Długość terminu w wezwaniu do zapłaty
W naszej spółce dochodzeniem należności na etapie przedsądowym zajmuje się dział księgowości. W przypadku gdy dłużnik nie płaci w terminie wysyłamy mu wezwanie do zapłaty, w którym przypominamy o upływie terminu płatności i naliczaniu odsetek i wskazujemy, że brak zapłaty w ciągu 14 dni spowoduje skierowanie sprawy do sądu. Natomiast w otrzymywanych sporadycznie od kontrahentów podobnych wezwaniach stosowane są np. 2- lub 3-dniowe terminy. Jaki jest minimalny termin płatności, który powinien być zamieszczony w wezwaniu do zapłaty?

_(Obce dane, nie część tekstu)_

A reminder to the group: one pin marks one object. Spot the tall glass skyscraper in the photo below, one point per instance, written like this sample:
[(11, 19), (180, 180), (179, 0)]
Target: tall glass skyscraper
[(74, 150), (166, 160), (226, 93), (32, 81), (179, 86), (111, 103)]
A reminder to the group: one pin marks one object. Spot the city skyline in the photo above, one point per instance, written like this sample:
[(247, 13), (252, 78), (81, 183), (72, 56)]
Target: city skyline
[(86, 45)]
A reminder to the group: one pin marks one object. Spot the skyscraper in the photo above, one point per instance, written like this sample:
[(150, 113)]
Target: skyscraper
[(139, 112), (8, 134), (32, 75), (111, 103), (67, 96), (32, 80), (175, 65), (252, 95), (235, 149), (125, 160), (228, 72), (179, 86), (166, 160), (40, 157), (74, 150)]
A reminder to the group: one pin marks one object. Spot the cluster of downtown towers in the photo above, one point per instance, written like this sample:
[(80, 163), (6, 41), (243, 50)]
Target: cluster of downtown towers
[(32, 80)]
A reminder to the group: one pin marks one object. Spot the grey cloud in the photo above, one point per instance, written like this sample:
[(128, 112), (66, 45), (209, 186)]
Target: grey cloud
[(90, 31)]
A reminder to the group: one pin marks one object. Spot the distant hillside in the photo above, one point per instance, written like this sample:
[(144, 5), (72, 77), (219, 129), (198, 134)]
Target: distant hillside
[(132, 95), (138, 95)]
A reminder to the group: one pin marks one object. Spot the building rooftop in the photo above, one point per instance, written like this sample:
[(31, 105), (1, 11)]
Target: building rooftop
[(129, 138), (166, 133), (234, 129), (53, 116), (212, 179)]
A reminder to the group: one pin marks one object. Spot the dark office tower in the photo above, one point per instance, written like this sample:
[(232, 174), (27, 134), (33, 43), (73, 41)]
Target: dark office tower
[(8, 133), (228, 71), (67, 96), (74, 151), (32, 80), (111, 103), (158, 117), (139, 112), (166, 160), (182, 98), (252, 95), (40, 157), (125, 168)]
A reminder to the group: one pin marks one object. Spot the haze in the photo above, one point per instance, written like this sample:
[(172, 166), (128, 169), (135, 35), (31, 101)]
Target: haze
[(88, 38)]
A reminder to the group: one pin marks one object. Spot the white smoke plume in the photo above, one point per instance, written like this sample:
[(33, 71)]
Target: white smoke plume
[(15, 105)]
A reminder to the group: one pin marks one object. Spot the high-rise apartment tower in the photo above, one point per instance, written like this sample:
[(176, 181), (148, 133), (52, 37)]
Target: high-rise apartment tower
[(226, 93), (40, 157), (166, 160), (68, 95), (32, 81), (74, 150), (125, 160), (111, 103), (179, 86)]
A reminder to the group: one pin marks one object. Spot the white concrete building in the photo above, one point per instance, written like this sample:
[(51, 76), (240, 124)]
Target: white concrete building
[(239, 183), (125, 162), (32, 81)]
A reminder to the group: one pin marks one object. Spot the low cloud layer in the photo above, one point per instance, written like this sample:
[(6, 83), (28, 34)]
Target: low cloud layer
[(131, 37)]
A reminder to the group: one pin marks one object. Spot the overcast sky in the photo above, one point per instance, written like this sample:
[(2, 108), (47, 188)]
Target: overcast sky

Nie ma przepisów rangi ustawowej adresowanych do wierzycieli, które dotyczyłyby wyznaczenia osobom zalegającym ze spłatą należności konkretnie oznaczonego w dniach terminu. Co prawda ustawa o terminach zapłaty w transakcjach handlowych dotycząca obrotu gospodarczego zawiera przepisy regulujące terminy zapłaty w transakcjach handlowych, jednak określa ona m.in. maksymalne dopuszczalne terminy i skutki ich przekroczenia. Co do zasady, wierzyciel w momencie przekroczenia przez dłużnika terminu zapłaty wynikającego np. z umowy, faktury, czy rachunku, nie ma obowiązku wysyłania wezwania do zapłaty i wyznaczania dłużnikowi dodatkowego terminu. Jednak obowiązujące regulacje wymagają od wierzyciela składającego pozew do sądu, zamieszczenia w pozwie informacji o skorzystaniu z mediacji lub wskazania przyczyn niewzięcia w niej udziału. Dlatego wysłanie wezwania do zapłaty ze wskazaniem możliwości polubownego zakończenia sporu jest celowe.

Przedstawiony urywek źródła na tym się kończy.